Wszyscy młodzi misjonarze w czasie swojego pobytu przygotowali również pożywienie i rozprowadzili je wśród głodujących w okolicy składowiska odpadów w Masaya. A poza tym, jeden z uczniów, Parker Stone, jako owoc skautowskiego projektu dostarczył również 100 plecaków z materiałem szkolnym dla tyleż samo dzieci z ośrodka. Nauczycielka wychowania plastycznego, Veronica Cutter, pomogła amerykańskim uczniom wykonać mural na budynku Fundacji “Mama Małgorzata”. Trzeba także dodać, że czwórka dzieci z Masaya w tym roku może uczyć się i uczęszczać do szkoły salezjańskiej dzięki stypendium, któremu patronuje śp. Andy Feliz, wychowanek salezjański, z “Don Bosco Prep”, który zmarł przedwcześnie.
“W naszym gronie 23 uczniów wiele rozmawialiśmy na temat wartości wybudowania domu, nakarmienia głodnych, dostarczenia odzieży i towarzyszenia dzieciom” – mówi jeden z uczniów Jonathan Ramirez. “Czy był jakiś rzeczywisty wymiar korzyści czynienia tego wszystkiego? Wyjeżdżałem z przekonaniem, że w naszym codziennym życiu musimy spełniać małe, dobre czyny. Możemy w ten sposób zmienić dzień kogoś, może tydzień, a może nawet całe życie”.
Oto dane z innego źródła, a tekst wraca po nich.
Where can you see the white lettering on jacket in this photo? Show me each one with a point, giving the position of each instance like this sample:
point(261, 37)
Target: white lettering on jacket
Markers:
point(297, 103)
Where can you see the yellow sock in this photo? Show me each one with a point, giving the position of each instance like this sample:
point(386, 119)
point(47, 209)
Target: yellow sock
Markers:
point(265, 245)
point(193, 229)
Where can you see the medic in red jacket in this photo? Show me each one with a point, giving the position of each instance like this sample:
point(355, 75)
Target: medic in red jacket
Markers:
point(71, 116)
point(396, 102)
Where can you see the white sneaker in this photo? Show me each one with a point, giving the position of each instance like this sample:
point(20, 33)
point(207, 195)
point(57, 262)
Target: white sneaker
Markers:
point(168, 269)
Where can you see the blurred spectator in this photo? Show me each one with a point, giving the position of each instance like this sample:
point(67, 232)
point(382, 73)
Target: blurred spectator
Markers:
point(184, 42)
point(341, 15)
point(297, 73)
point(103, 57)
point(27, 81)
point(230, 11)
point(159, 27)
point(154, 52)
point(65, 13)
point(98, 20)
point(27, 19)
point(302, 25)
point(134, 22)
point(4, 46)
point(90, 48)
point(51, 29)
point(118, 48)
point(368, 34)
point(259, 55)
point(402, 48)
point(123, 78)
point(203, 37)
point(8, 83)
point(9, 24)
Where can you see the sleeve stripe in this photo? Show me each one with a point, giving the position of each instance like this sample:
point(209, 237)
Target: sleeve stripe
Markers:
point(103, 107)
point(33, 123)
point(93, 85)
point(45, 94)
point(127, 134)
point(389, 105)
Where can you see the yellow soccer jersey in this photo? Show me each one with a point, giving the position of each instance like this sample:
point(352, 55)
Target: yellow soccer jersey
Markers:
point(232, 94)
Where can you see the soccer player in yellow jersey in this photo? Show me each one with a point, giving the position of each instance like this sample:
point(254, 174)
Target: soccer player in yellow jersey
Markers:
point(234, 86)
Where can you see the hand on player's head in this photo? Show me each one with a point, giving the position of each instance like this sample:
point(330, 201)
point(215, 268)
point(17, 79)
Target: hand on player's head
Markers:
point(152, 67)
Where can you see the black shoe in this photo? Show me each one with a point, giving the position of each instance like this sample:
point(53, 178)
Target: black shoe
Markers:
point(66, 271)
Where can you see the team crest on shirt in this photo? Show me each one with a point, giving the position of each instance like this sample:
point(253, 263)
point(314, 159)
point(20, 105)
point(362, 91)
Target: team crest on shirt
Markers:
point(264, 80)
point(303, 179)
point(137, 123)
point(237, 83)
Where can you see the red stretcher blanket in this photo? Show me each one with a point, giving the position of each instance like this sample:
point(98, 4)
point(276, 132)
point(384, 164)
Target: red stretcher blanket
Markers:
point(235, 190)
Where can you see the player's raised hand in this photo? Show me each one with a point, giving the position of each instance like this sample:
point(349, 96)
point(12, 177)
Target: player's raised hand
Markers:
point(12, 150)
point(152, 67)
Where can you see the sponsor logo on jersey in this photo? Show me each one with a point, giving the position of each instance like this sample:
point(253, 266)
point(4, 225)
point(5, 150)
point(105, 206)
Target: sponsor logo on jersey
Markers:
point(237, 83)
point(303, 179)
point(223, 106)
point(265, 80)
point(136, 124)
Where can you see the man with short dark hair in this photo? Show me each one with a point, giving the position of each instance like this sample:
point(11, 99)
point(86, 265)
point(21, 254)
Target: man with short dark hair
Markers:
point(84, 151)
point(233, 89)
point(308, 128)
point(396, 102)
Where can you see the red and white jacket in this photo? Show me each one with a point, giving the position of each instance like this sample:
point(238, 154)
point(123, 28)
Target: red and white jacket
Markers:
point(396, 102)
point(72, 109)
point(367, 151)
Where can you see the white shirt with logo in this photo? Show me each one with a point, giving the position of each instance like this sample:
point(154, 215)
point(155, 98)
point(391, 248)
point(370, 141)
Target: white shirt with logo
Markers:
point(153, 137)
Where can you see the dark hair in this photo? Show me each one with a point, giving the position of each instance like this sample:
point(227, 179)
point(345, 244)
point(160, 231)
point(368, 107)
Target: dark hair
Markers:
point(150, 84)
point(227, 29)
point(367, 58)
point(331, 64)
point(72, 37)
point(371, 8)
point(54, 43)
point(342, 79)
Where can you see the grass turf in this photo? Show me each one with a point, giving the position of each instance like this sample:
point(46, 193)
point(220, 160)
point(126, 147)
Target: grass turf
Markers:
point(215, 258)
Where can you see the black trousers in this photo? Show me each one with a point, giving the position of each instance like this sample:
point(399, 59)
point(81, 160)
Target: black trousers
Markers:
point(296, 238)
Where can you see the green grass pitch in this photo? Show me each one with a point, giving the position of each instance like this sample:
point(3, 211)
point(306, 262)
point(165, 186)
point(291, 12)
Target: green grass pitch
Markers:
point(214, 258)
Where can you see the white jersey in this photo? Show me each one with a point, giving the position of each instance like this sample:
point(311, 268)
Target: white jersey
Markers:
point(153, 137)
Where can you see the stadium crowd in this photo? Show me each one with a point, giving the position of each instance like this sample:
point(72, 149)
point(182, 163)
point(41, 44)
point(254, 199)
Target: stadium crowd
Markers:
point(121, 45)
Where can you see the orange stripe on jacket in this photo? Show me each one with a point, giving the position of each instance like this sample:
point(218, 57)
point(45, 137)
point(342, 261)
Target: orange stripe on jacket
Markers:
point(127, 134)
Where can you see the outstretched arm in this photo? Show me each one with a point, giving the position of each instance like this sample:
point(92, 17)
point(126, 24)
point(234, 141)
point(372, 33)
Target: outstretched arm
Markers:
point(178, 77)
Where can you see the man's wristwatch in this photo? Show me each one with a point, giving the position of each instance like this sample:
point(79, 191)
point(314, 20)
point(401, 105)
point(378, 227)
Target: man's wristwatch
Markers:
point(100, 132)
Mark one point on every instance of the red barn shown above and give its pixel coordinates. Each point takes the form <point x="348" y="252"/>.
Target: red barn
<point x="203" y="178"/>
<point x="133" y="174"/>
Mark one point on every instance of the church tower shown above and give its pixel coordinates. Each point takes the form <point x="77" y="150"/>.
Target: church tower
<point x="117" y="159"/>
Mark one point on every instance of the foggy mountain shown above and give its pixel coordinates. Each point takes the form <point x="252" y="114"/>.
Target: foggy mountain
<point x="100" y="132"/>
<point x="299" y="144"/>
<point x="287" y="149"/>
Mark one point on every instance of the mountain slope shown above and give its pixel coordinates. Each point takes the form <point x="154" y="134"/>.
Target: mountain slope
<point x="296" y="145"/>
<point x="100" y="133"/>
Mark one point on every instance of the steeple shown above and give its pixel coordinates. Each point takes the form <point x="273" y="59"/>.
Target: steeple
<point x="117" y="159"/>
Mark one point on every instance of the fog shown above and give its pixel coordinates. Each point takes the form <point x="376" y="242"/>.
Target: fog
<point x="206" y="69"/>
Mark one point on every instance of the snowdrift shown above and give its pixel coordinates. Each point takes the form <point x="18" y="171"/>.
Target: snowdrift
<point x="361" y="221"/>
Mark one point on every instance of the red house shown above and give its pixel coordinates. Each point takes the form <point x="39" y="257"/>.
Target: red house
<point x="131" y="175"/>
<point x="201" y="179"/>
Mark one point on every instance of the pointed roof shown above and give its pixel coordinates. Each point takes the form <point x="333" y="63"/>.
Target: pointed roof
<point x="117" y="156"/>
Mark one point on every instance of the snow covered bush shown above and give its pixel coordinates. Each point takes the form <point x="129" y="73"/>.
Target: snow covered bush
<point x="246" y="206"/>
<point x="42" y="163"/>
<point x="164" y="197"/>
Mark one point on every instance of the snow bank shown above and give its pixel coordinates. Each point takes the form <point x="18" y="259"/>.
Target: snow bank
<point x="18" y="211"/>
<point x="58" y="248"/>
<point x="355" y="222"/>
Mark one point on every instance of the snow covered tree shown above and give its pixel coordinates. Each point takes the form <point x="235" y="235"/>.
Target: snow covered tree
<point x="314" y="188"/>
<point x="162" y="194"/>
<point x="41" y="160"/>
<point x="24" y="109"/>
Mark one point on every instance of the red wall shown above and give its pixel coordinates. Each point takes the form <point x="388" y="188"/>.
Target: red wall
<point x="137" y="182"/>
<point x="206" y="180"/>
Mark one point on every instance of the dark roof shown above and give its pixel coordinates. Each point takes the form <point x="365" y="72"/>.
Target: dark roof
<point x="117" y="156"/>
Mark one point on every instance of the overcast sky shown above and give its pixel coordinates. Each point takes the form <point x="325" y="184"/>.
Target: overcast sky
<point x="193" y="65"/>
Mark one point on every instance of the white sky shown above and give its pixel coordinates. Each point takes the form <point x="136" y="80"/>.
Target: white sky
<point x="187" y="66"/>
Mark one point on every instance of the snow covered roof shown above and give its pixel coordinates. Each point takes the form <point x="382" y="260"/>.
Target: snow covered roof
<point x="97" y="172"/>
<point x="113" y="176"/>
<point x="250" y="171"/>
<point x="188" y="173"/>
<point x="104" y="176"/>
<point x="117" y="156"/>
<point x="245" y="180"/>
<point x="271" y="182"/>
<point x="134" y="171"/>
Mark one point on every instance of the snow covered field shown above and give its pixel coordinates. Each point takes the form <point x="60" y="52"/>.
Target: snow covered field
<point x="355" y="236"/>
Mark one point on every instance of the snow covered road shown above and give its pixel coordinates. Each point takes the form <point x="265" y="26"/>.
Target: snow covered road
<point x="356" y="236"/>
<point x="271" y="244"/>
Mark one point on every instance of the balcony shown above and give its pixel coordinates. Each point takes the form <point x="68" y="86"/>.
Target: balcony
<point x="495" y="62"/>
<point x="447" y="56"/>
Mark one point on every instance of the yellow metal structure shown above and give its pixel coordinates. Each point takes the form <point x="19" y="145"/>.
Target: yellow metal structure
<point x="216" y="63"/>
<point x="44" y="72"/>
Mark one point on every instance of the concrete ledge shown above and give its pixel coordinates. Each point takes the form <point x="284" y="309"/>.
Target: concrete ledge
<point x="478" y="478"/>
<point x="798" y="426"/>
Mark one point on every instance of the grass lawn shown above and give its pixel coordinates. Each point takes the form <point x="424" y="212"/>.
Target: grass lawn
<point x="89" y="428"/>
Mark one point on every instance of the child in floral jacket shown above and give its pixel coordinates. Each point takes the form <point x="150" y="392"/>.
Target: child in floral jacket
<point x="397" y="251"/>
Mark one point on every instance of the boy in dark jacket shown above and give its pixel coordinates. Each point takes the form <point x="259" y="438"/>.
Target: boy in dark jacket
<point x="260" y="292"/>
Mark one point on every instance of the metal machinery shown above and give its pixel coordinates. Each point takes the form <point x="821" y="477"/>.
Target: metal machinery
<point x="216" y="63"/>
Ks. Manny Gallo, salezjanin, obecnie pracujący w “Don Bosco Cristo Rey High School” w Takoma Park, a poprzednio odpowiedzialny za duszpasterstwo w “Don Bosco Prep”, w ten sposób ujął to misyjne doświadczenie: “Być chrześcijaninem i być misjonarzem to jest to samo, jak to mówi papież Franciszek. To może być streszczeniem naszej misji w Nikaragui. Jestem wdzięczny młodym misjonarzom z ‘Don Bosco Prep’. Ukazali oni oblicze Miłosierdzia i być może przez to zainspirowali innych”.